档案室的灯光突然全部亮起,四面墙上的镜面重新显现,只是这次映出的不再是他们的身影,而是二十个戴着银质面具的人,都穿着无面组织的黑袍,在镜中整齐列队,像排沉默的墓碑。为首的面具人举起手,黑袍的袖口滑落,露出手腕上的三叶草纹身——与叶青蔓弟弟的一模一样。
“是‘镜面人’。”沈如晦的手术刀抵住掌心的面具,胶片突然渗出红色的纹路,与镜中面具人的纹身产生共振,“他们能模仿目标的基因波动,但纹身是无法复制的,那是无面组织内部的等级标记。”林殊突然扯下自己的白袍,后颈的皮肤在灯光下泛出淡红色的印记,是块三叶草形状的疤痕——这是第四季沈如晦为他取出芯片时留下的,当时林雾说“这是最好的防伪标记”。镜中所有面具人的后颈同时浮现出相同的疤痕,连疤痕边缘的细小褶皱都分毫不差。
“他们在同步我们的身体特征。”林殊的共生纹暴涨,金属丝在空气中织成防护网,“再这样下去,连零号病人都分不清谁是真的。”培养舱里的胚胎突然发出刺目的光,淡金色的光芒穿透镜面,照在为首的面具人脸上。银质面具在光芒中融化,露出底下的脸——是林雾,左胸的三叶草烙印正在发光,与胚胎的标记完全同步。“哥,沈医生,别信他们。”镜中的林雾口型微动,眼神里的焦急不似作伪,“真正的镜面人怕光,这是林雾哥教我的。”
沈如晦的瞳孔骤缩——真正的林雾左手食指有块烫伤疤,是小时候为他偷拿热水瓶时烫的,而镜中人的食指光洁如新。“是模仿的。”他的手术刀划破掌心的面具,双生血溅在镜面上,那些“林雾”的影像瞬间扭曲,化作黑色的雾气。
档案室的地板突然震动,从通风管里掉出个银质面具,落在零号病人的培养舱旁。面具内侧沾着根棕色的头发,长度与叶青蔓的一致,发梢还缠着点三叶草花粉。林殊用镊子夹起头发,共生纹传来的基因序列显示,这是叶青蔓的,但毛囊里的神经细胞还在微弱跳动——是刚从头上扯下来的,她就在附近。“是求救信号。”沈如晦突然想起叶青蔓的卧底暗号,“三叶草花粉代表‘被控制’,头发长度暗示位置——她在档案室的夹层,离地面三米高。”

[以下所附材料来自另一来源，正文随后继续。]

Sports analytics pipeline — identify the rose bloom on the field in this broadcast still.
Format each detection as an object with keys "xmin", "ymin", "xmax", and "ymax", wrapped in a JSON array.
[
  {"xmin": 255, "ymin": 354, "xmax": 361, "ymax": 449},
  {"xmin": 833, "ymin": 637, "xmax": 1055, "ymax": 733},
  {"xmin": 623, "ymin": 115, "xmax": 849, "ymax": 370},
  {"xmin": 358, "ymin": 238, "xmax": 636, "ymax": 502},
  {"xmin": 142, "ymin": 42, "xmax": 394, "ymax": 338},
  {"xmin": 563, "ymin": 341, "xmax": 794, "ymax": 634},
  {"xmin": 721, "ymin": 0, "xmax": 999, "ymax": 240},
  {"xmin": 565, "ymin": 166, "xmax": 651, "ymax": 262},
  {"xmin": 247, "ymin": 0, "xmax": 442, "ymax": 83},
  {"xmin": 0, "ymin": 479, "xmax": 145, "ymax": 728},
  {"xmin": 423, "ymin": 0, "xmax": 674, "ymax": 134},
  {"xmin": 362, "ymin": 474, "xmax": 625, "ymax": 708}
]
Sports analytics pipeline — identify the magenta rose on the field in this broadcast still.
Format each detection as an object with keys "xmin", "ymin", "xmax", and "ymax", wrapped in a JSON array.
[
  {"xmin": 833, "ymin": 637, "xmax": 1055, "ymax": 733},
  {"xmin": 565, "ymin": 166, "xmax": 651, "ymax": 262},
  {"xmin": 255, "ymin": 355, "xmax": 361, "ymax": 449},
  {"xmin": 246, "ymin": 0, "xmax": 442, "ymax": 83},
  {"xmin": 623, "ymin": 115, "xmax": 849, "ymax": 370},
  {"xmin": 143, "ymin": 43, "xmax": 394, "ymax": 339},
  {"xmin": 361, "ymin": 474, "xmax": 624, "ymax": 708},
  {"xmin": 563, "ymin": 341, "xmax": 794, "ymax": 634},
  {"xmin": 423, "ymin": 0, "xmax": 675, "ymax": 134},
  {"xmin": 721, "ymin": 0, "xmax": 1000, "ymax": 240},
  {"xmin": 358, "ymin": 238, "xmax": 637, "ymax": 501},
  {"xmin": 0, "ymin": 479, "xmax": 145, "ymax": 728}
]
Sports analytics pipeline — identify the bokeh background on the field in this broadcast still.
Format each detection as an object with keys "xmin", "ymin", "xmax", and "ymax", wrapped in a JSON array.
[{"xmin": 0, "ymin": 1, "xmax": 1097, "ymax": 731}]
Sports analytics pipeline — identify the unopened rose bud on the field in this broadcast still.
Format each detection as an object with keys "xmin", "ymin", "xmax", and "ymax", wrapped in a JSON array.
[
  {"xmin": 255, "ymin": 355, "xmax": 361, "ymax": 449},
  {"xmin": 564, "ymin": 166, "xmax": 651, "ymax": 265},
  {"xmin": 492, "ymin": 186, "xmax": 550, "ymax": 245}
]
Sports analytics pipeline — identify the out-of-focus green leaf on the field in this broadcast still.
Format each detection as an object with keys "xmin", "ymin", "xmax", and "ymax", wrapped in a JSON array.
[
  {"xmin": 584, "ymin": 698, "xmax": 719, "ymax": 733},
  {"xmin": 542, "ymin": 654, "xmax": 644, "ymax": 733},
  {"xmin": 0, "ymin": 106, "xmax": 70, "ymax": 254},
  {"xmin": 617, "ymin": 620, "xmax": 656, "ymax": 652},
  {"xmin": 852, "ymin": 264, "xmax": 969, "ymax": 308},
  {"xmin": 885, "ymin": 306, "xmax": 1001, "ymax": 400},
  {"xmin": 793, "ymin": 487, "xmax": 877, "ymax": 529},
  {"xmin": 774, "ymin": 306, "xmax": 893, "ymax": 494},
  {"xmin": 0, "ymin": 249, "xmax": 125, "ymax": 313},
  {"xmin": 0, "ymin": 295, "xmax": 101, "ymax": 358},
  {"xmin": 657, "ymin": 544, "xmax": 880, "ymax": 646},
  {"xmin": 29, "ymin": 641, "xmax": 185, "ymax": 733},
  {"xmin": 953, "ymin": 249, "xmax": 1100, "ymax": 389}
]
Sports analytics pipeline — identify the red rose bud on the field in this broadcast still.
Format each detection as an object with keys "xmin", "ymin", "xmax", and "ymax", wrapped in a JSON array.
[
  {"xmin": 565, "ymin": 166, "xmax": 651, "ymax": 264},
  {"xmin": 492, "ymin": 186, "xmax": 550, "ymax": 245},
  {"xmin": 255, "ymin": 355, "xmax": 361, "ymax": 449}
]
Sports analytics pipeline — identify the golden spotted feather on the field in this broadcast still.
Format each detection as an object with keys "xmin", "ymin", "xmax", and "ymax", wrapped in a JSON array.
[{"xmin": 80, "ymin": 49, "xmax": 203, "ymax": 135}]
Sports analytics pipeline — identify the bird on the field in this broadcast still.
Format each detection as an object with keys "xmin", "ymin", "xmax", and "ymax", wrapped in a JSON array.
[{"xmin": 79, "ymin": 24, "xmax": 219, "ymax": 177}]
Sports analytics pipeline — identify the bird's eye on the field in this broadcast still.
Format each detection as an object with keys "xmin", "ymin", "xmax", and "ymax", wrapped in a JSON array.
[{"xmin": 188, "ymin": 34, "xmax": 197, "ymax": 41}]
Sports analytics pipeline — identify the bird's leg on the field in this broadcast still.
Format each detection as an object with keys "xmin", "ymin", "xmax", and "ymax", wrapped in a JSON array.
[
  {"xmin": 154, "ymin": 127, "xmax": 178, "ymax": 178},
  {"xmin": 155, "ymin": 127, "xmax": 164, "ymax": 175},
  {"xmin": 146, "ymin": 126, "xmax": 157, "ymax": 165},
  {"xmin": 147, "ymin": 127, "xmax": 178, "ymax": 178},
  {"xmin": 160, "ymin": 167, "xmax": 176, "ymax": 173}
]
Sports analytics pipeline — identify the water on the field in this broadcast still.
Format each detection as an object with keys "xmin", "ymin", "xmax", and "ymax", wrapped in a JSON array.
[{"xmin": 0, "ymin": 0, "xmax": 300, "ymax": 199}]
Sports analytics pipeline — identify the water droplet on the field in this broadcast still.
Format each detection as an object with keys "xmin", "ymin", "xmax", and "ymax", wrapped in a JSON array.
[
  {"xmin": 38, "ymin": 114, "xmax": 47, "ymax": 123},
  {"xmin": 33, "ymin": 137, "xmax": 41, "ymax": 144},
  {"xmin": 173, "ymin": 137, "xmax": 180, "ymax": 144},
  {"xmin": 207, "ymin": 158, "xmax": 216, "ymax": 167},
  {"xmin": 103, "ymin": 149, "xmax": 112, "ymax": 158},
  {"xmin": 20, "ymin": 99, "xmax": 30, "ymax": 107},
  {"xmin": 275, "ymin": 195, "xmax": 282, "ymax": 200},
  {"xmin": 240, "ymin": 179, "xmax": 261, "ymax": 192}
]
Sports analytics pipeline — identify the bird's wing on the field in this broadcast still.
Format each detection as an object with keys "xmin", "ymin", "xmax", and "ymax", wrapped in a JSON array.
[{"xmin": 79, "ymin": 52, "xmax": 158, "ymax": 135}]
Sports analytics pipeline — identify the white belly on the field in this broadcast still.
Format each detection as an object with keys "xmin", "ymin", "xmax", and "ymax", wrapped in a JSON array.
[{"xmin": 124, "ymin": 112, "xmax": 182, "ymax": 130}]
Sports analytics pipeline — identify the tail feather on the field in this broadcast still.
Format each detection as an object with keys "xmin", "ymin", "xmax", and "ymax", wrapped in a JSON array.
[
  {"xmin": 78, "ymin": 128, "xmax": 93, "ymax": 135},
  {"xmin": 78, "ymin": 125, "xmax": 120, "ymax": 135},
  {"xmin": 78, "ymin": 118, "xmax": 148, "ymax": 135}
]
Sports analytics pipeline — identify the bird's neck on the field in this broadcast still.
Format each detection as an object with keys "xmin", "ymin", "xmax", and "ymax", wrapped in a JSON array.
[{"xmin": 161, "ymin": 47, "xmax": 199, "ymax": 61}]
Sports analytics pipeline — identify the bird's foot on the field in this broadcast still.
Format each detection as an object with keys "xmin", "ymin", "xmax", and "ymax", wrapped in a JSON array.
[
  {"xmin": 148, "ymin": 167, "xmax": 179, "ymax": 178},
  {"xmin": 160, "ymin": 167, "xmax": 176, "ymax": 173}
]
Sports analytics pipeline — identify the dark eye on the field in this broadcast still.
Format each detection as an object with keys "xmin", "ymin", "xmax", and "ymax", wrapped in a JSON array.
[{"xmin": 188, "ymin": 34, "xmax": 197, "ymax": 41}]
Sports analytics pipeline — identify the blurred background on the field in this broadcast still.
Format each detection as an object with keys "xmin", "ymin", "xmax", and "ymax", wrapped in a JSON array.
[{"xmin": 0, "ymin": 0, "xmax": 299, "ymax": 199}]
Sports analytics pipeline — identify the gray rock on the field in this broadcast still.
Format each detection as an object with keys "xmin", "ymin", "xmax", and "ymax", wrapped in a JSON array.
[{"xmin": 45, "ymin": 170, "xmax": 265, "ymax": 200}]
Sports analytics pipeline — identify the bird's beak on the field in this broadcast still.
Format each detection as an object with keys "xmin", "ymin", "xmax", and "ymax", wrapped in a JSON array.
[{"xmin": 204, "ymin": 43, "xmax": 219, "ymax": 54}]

镜面中的面具人突然全部转向右侧的墙壁,黑袍的影子在墙上拼出个三叶草形状的暗门。沈如晦的手术刀插入暗门的缝隙,用力一撬,露出后面的夹层空间,叶青蔓被绑在椅子上,嘴里塞着布,后颈贴着块黑色的神经贴——是无面组织的意识控制器,与林雾之前戴的同款。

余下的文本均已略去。